Someone made a profound point in the news the other day which ties into your comment about being 'FED'. She said that it is funny that SA residents are claiming that foreigners are stealing jobs, when in fact certain jobs are viewed by SA residents as being beneath them. For example foreigners will do any job to survive i.e. fixing shoes. So how are they stealing jobs that South africans arent prepared to do???
Another fact that I found extremely ironic is the fact that ZULU residents are in the frontline of all the violence...they are not even from Gauteng???? Technically they are immigrants to this province too...
You stated: "We've tried to put up with them for some time now, we didn't just start to dislike them from the word go" Have you any idea how these same 'KWEREKWERE' harboured SA people during the apartheid era? Not once did they start killing, raping and burning us - THEY HAD COMPASSION. They could have turned their backs and went on with their lives as usual but they didnt. They took us in even if it meant that they felt the brunt of Apartheid Government then.
Venus, you have shown just how spoilt SA's young generation have become - more concerned with a car than the value of another human being's life...
You make alot of comments about OUR COUNTRY...they helped us get this country. They helped us make it what it is currently so therefore they DO belong here!

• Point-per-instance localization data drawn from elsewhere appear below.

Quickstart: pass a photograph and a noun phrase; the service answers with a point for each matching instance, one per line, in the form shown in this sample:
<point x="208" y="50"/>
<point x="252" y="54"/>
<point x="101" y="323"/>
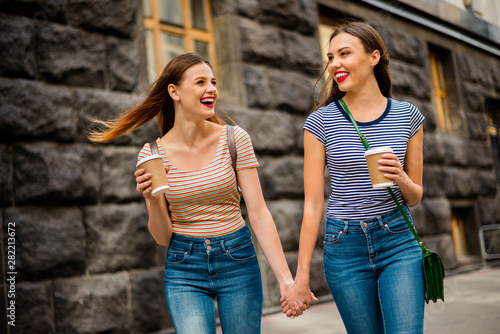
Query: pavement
<point x="472" y="306"/>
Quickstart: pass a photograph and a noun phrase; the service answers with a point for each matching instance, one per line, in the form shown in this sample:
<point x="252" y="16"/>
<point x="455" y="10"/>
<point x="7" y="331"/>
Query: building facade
<point x="77" y="256"/>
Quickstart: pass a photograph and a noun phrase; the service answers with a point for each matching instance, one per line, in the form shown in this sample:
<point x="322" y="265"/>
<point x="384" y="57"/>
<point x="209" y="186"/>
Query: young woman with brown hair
<point x="210" y="252"/>
<point x="373" y="264"/>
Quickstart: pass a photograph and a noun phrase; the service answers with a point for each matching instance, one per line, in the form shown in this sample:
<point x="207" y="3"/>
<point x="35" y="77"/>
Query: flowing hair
<point x="371" y="41"/>
<point x="158" y="104"/>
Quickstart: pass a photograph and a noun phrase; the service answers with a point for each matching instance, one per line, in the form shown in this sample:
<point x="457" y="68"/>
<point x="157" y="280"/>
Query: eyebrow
<point x="340" y="49"/>
<point x="203" y="77"/>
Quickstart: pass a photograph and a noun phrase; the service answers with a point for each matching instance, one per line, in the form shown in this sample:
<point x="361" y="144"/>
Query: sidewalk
<point x="472" y="306"/>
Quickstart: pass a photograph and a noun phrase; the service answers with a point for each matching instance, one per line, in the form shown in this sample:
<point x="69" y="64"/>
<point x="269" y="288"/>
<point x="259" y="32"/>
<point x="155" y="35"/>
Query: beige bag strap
<point x="231" y="144"/>
<point x="154" y="147"/>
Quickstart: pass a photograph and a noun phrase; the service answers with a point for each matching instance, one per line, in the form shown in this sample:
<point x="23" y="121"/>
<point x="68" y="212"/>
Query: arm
<point x="314" y="189"/>
<point x="264" y="227"/>
<point x="159" y="223"/>
<point x="408" y="179"/>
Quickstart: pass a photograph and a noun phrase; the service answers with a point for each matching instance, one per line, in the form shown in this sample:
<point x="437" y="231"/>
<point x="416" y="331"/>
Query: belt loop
<point x="223" y="246"/>
<point x="380" y="222"/>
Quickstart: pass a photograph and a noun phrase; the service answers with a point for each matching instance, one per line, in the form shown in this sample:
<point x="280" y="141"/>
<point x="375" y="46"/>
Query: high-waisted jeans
<point x="374" y="271"/>
<point x="199" y="270"/>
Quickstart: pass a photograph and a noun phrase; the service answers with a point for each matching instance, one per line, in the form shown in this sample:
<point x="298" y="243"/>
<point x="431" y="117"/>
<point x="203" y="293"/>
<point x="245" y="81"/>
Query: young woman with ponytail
<point x="210" y="251"/>
<point x="373" y="265"/>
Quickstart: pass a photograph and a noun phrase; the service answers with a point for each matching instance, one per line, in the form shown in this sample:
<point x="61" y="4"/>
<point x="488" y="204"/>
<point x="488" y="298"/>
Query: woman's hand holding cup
<point x="143" y="180"/>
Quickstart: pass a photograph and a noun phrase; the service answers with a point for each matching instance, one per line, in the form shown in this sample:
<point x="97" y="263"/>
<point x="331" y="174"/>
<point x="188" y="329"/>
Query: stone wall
<point x="85" y="262"/>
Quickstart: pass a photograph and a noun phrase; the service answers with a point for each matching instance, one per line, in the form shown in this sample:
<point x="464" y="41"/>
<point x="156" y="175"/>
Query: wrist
<point x="302" y="280"/>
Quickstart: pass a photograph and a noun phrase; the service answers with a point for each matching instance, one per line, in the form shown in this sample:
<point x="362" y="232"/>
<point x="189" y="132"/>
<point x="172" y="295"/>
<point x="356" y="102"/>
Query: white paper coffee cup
<point x="377" y="176"/>
<point x="159" y="181"/>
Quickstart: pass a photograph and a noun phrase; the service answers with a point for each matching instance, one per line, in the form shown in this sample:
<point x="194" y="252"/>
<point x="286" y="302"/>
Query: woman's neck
<point x="189" y="133"/>
<point x="365" y="101"/>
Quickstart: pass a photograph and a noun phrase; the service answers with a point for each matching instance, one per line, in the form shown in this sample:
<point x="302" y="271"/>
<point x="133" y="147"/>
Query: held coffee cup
<point x="154" y="164"/>
<point x="377" y="176"/>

I sincerely sympathize with what SA is going through and I am talking from the point of view of a Kenyan having gone through a similar experience recently.
The time has come when we as marketers need to ask ourselves, what is wrong with the business/political model we are promoting? why do so many feel like onlookers in development and empowerment issues, remembering that these are the masses we expect to be the backdrop of our mass marketing activities, and how does this impact on our marketing efforts.

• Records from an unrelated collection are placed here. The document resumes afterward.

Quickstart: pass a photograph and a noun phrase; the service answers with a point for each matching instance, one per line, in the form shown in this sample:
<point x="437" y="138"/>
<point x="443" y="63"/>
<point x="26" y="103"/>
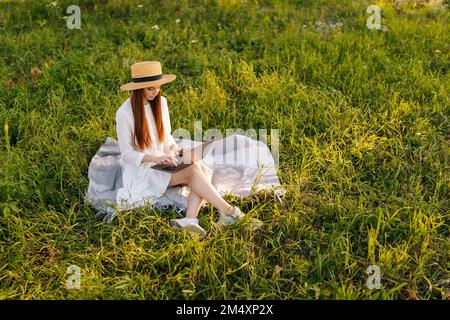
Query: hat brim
<point x="166" y="78"/>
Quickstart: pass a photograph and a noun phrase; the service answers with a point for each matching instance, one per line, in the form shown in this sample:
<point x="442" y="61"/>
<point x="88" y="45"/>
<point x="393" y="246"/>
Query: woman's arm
<point x="170" y="146"/>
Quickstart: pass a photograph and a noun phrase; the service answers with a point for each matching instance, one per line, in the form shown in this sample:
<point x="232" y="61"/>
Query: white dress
<point x="141" y="184"/>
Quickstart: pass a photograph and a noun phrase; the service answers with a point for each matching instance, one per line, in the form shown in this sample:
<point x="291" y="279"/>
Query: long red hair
<point x="141" y="135"/>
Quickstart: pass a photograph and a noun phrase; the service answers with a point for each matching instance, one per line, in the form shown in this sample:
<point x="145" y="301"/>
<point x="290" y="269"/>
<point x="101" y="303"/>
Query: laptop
<point x="197" y="153"/>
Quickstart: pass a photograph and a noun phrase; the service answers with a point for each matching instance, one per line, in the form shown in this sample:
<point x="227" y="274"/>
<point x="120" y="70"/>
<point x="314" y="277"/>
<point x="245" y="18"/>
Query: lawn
<point x="364" y="123"/>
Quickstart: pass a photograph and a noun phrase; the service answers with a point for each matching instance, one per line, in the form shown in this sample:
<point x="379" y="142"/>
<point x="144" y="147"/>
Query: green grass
<point x="364" y="148"/>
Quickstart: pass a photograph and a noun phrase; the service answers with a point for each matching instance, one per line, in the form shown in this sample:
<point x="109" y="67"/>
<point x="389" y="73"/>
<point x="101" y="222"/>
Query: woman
<point x="144" y="137"/>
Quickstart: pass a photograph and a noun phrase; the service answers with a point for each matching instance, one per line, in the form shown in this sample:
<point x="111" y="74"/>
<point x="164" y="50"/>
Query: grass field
<point x="364" y="148"/>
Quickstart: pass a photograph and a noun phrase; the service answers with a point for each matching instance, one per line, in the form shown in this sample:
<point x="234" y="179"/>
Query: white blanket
<point x="241" y="165"/>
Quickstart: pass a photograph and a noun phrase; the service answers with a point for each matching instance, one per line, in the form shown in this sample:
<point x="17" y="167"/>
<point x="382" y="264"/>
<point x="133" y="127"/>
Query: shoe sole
<point x="191" y="228"/>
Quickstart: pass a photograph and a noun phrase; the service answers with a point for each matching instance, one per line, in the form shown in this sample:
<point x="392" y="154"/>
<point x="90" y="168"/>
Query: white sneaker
<point x="189" y="224"/>
<point x="234" y="215"/>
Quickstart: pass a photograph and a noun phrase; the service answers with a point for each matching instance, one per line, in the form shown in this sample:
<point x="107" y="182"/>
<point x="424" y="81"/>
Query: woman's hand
<point x="166" y="159"/>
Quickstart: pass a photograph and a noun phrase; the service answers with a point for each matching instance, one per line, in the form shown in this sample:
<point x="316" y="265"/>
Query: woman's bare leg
<point x="202" y="186"/>
<point x="195" y="202"/>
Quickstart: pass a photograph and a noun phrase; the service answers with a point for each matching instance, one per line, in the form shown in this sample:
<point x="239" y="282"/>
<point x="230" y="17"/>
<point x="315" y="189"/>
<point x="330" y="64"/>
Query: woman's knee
<point x="206" y="170"/>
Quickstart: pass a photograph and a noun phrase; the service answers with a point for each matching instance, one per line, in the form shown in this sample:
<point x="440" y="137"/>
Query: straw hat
<point x="147" y="74"/>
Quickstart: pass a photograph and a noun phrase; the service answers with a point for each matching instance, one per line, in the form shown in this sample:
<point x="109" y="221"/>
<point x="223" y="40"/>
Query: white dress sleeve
<point x="168" y="138"/>
<point x="128" y="154"/>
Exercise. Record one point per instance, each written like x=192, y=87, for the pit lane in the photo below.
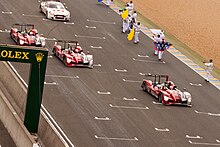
x=74, y=102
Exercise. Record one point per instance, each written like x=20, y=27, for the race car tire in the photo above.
x=47, y=15
x=11, y=34
x=65, y=61
x=18, y=41
x=160, y=96
x=53, y=51
x=145, y=88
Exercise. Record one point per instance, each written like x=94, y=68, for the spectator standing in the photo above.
x=135, y=16
x=209, y=68
x=137, y=29
x=130, y=7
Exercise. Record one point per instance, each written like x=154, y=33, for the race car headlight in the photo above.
x=68, y=60
x=52, y=13
x=189, y=100
x=166, y=98
x=21, y=41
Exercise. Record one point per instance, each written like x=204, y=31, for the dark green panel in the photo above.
x=38, y=59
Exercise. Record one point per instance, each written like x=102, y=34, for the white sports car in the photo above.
x=54, y=10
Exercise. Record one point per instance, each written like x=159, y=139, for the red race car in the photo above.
x=72, y=54
x=166, y=91
x=26, y=34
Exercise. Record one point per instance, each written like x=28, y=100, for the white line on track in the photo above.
x=128, y=107
x=131, y=99
x=4, y=31
x=132, y=81
x=45, y=19
x=121, y=70
x=143, y=56
x=102, y=118
x=97, y=65
x=6, y=12
x=203, y=143
x=43, y=111
x=52, y=83
x=122, y=139
x=95, y=46
x=107, y=93
x=194, y=137
x=56, y=76
x=162, y=130
x=50, y=39
x=91, y=27
x=192, y=84
x=27, y=15
x=101, y=21
x=156, y=103
x=92, y=37
x=150, y=61
x=69, y=23
x=143, y=74
x=207, y=113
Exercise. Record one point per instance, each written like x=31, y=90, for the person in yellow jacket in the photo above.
x=209, y=68
x=137, y=30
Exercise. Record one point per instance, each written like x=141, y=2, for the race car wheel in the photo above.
x=160, y=97
x=11, y=34
x=53, y=51
x=18, y=41
x=65, y=60
x=144, y=86
x=47, y=15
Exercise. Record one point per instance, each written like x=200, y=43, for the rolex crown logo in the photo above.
x=39, y=56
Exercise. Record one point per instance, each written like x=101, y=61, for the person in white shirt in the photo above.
x=135, y=16
x=130, y=7
x=209, y=68
x=125, y=26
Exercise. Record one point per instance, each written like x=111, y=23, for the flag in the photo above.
x=131, y=35
x=124, y=14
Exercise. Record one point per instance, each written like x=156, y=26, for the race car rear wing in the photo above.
x=157, y=78
x=28, y=25
x=66, y=43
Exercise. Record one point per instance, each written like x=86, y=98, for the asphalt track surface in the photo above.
x=98, y=108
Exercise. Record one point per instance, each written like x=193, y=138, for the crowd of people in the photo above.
x=131, y=26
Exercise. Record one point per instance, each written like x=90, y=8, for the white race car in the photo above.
x=54, y=10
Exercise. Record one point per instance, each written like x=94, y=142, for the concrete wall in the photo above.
x=15, y=91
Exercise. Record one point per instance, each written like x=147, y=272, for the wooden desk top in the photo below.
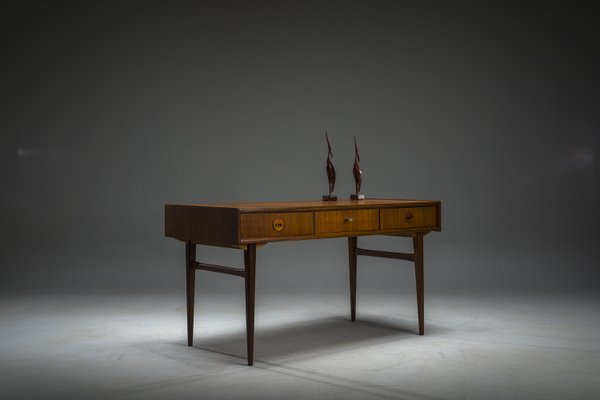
x=238, y=224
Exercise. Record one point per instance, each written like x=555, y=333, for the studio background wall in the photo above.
x=111, y=109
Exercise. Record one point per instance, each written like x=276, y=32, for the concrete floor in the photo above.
x=477, y=345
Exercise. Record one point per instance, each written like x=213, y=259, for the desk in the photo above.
x=247, y=226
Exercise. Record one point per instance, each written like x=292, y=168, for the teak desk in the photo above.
x=246, y=225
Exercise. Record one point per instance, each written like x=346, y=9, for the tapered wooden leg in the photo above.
x=420, y=279
x=250, y=269
x=352, y=243
x=190, y=285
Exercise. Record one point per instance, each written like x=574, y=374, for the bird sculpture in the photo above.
x=357, y=174
x=330, y=172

The masses who are perpetuating this violence are sending a message that needs first to be heard and understood before we can move forward from these experiences. One message I hear is that " there is you who have it all and we who have nothing to loose".
The very concept of the millions of dollars it will take to rebuild the faces of Kenya and South Africa is an alien one to the masses I speak of.
I would hesitate to present myself as one who has a comprehensive understanding of what has driven our people to react like this but I would like to suggest that this is indicative of a larger social problem that must be addressed before it grows into a Hydra that we cannot understand leave alone control .
Just to emphasize my point, in Kenya in 1982 during the coup attempt, the sentiments were the same as those in SA but the target was the Asian community. In 2007 the target was indigenous people against each other. In SA 2008 the target is Foreign Africans, what about tomorrow?
Once again, my sympathies are with the great African brand, South Africa and my challenge is to the branding community of Africa.